Zum Saisonfinale gönnen sich die meisten Häuser einen heiteren Ausklang. Den entgegengesetzten Weg ging die Staatsoper Unter den Linden: als „filmische Oper“ adaptierten der Ungar David Marton (Regie) und die beiden Franzosen Marc-André Dalbavie (Musik) und Guillaume Métayer (Libretto) gemeinsam mit dem US-Videokünstler Chris Kondek den 1989 erschienen Roman „Melancholie des Widerstands“ des Ungarn László Krasznahorkai, der vom Untergang einer Stadtgesellschaft erzählt.

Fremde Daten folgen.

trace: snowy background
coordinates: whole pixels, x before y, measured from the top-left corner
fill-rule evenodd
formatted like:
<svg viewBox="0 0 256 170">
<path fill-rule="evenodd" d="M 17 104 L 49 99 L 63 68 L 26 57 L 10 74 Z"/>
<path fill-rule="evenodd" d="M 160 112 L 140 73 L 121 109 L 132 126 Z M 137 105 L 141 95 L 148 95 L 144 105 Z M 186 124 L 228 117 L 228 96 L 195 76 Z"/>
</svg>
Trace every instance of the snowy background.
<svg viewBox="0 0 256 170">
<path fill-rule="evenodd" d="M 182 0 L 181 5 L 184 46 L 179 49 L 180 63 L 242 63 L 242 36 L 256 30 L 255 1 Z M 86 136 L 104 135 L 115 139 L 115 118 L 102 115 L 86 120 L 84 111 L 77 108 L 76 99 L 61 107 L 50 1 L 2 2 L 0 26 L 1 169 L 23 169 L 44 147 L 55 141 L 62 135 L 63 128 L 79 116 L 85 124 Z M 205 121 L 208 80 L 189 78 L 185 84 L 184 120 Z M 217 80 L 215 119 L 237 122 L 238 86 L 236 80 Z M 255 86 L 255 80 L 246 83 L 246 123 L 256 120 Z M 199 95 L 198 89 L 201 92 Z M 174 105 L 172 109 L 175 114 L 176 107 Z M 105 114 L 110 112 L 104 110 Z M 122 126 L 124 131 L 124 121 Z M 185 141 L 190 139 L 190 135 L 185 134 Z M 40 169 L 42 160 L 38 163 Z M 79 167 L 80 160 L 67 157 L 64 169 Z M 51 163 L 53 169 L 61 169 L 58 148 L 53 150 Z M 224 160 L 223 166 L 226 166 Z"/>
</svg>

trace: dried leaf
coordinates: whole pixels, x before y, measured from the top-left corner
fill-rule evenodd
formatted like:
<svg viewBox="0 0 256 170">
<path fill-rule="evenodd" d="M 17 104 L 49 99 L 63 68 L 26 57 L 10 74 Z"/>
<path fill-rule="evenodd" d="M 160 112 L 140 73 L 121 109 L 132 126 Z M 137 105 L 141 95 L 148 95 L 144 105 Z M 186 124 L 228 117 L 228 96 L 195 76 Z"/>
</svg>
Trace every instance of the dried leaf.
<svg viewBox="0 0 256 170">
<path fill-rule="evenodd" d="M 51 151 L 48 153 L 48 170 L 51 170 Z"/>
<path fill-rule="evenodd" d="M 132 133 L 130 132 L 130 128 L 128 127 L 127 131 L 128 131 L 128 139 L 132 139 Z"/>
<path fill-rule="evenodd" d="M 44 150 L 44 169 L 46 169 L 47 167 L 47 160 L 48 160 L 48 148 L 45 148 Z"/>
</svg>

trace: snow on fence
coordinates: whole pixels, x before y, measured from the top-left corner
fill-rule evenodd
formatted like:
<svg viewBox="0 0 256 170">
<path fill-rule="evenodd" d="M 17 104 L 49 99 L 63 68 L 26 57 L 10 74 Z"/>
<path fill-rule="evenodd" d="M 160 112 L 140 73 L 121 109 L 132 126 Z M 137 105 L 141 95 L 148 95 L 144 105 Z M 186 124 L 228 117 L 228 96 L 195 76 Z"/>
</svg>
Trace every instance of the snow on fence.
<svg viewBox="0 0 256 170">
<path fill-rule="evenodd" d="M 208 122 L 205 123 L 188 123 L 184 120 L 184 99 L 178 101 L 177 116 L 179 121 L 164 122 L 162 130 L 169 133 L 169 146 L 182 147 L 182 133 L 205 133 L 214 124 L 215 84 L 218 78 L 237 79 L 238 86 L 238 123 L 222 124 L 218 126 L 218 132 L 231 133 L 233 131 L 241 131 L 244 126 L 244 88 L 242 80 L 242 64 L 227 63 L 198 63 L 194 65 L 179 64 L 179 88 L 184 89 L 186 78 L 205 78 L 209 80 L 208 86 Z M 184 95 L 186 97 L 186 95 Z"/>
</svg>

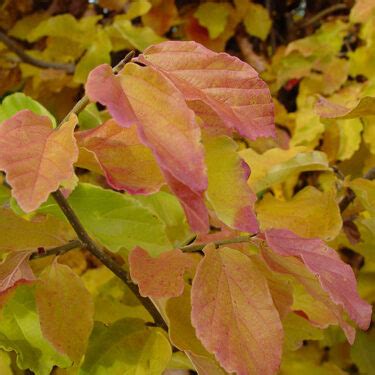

Ausgerechnet im Jahr des Mauerfalls und des Endes des Kalten Krieges, der mit so vielen Hoffnungen und trügerischen Illusionen verbunden war, erschien die düstere Roman-Vorlage, die so vieles aus der Gegenwart vorauszahnen scheint. Der Briefträger Valouchka, ein naiver Traumtänzer (gesungen von Countertenor Philippe Jaroussky) erlebt staunend mit, wie Madame Angèle Esther (Mezzosopranistin Tanja Ariane Baumgartner) ihre Truppen sammelt, um in der Kleinstadt endlich wieder für „Ordnung“ zu sorgen. Nicht nur ihre Parolen, sondern auch die Optik erinnern an Marine Le Pen. Ein Zufall, jedoch dramaturgisch sehr passend, dass die vorgezogene Parlamentswahl in Frankreich mit den fünf Staatsoper-Vorstellungen zusammenfiel.
Das Ungewöhnliche an der Uraufführung dieser Roman-Adaption, der im Jahr 2000 bereits von Belá Tarr unter dem Titel „Werckmeistersche Harmonien“ fürs Kino bearbeitet wurde, ist seine Konzeption als Live-Film. Dies ist aber zugleich auch eine Schwäche des ambitionierten Projekts: zwischen Soli auf der Vorderbühne und live gefilmter Gruppenszenen kommt die Oper kaum über eine Aneinanderreihung kleiner dystopischer Stimmungsbilder und Traumfetzen hinaus.
Unruhe macht sich während der knapp zwei Stunden immer wieder im Publikum breit, Türen klappern, während vorne die Hauptfigur durch eine recht plakativ umgesetzte Dystopie stolpert.